Saturday 19 May 2007

How Do You Solve a “Problem” like Ming (part 1) ?

Ever since he became leader in the spring of 2006, there has been an undercurrent of discontent within Liberal Democrat circles regarding the leadership of Sir Menzies Campbell. In the last fortnight, since the local elections, that undercurrent has grown and with a Populus poll showing 54% of Liberal Democrat voters wanting him NOT to be leader, it is clear that Sir Menzies and the Party faces some difficult questions.

The removal of Charles Kennedy was ham-fisted and amateurish on all sides. I have always been of the view that Charles should have stood down after the 2005 General Election and allowed the Party to choose a new leader. Unfortunately, as with Margaret Thatcher, Iain Duncan-Smith and arguably Tony Blair, he outstayed his welcome and refused to leave of his own volition.
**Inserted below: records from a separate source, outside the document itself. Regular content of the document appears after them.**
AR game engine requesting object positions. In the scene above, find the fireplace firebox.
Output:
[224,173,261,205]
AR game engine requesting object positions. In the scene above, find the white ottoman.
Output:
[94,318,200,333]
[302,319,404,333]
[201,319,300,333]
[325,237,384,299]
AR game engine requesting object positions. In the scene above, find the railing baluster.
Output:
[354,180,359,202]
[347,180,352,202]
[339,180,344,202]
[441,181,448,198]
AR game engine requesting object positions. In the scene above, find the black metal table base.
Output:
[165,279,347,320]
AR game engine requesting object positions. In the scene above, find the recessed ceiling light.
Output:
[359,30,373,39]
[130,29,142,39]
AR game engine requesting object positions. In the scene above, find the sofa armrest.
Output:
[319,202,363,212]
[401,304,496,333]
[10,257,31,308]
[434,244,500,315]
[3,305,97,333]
In the end, newspaper stories concerning his drinking made his position untenable and he had to go.

Charles Kennedy is widely liked both within and outside Liberal Democrat circles but, as David Cameron may yet find out, the man you would happily have a drink with or have as a dinner-party guest is not necessarily the man who would want to run the country.

Kennedy had the good fortune to lead the Party at a unique time of Conservative weakness between 1999 and 2005. No Tory will want to be reminded of the disasters of the 2001 election and the leadership of Iain Duncan Smith. Nor do many Tories relish being reminded of their performance in the period preceding the Iraq Invasion. However, the election of David Cameron combined with a significant series of disasters for the Blair Government to transform politics. A resurgent Conservative Party requires a different response.
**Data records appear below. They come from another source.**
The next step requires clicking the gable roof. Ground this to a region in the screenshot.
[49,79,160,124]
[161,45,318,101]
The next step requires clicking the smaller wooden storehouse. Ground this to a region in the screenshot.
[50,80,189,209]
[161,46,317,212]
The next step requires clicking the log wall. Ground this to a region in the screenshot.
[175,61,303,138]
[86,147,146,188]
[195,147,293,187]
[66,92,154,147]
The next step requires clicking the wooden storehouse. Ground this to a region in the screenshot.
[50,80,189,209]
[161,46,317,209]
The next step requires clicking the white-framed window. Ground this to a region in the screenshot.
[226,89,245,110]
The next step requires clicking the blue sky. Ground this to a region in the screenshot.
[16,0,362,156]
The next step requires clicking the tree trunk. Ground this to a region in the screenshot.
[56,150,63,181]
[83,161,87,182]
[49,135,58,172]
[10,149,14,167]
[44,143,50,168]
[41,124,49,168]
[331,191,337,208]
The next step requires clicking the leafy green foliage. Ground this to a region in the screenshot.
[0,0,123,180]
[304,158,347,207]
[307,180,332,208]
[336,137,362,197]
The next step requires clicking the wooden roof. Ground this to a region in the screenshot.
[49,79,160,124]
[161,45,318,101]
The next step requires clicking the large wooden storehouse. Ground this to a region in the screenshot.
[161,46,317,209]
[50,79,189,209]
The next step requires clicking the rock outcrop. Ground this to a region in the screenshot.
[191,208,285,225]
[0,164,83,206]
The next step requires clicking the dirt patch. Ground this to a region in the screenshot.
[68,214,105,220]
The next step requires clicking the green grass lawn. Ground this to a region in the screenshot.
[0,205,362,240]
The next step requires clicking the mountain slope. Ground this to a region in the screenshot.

I believe that Sir Menzies ought not to have been a leadership contender in 2006. Arguably, he could and perhaps should have challenged for the leadership in 1999 when Paddy Ashdown stood down. The Parliamentary Party splits clearly between the pre and post 1997 contingents. The election was the time for the post-1997 contingent to take over and there are any number of capable performers including Chris Huhne, Paul Burstow and Andrew George.
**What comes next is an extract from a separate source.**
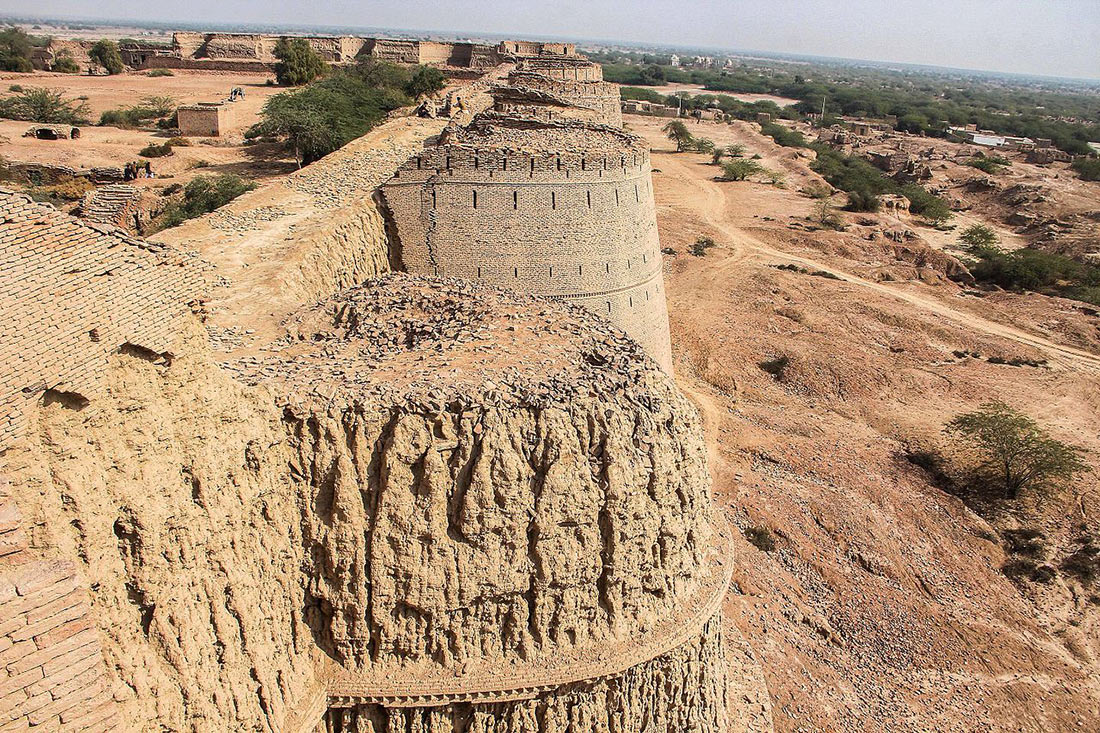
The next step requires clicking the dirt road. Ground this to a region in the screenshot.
[653,151,1100,372]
The election of Sir Menzies showed us still in a “pre-1997” mindset and the onslaught on the Conservatives demonstrates this. Whatever we may think of the Conservative Party in the backwoods, David Cameron at least has showed a willingness to move on from the disaster of the Major/Hague/Duncan Smith years and has been prepared to re-invent the party and modify its policies and principles.

The response of the Liberal Democrats to the Conservative re-invention has been in many ways weaker than it was to the re-invention of Labour by Blair in the mid-90s. Back in the mid-90s, as the Major Government stumbled and stuttered its way to disaster, Paddy Ashdown recognised that to be part of the forces of change was a more appropriate response than simple equidistance. The Liberal Democrats were, by 1997, a clearly anti-Tory party and shared in the fruits of the Conservative collapse,

David Cameron has had his luck and is for me a weak and brittle character. His performance under fire has been moderate and he has enjoyed the good fortune of being the beneficiary of the implosion of his two principal opponents since 2005. With the election of Gordon Brown, the test will begin for Cameron. I believe he will be found wanting but that doesn’t regrettably mean the Conservatives may not win the next election.

Of far greater relevance is the fact that the Conservatives are changing and coming out with thinking that marks them out as the more “progressive” of the two other main parties. As a progressive Party in our own right, it makes sense for the Liberal Democrats to be seen as equally willing to embrace new ideas and accept the need for reform. It is of course worth saying that much of the Cameronite agenda has been stolen from the Liberal Democrats but that doesn’t matter. When Sir Menzies spoke of the “terms” for working with Labour, he betrayed that progressive agenda and put us in the minds of many voters “in bed” with Labour. No one in the 1990s could have accused Paddy Ashdown of being “in bed” with John Major.

Now, I know that there is unlikely to be a Liberal Democrat – Conservative coalition after the next election. That said, there will and have been areas such as Nick Hurd’s Sustainable Communities Bill, where common ground exists. To adopt a policy of total hostility and opposition to the Conservatives would be foolish now and more so in the run-up to an election. The Liberal Democrats have to be a distinctive and independent voice, of course, but we also have to recognise that the zeitgeist is changing and that while there is no stomach for Thatcherism, a desire does exist for a slackening of the authoritarian state. The irony is that this is what liberals have always wanted and believed in. The fact that someone in a blue rosette agrees with us may be unsettling but that doesn’t make him any less worthy of support.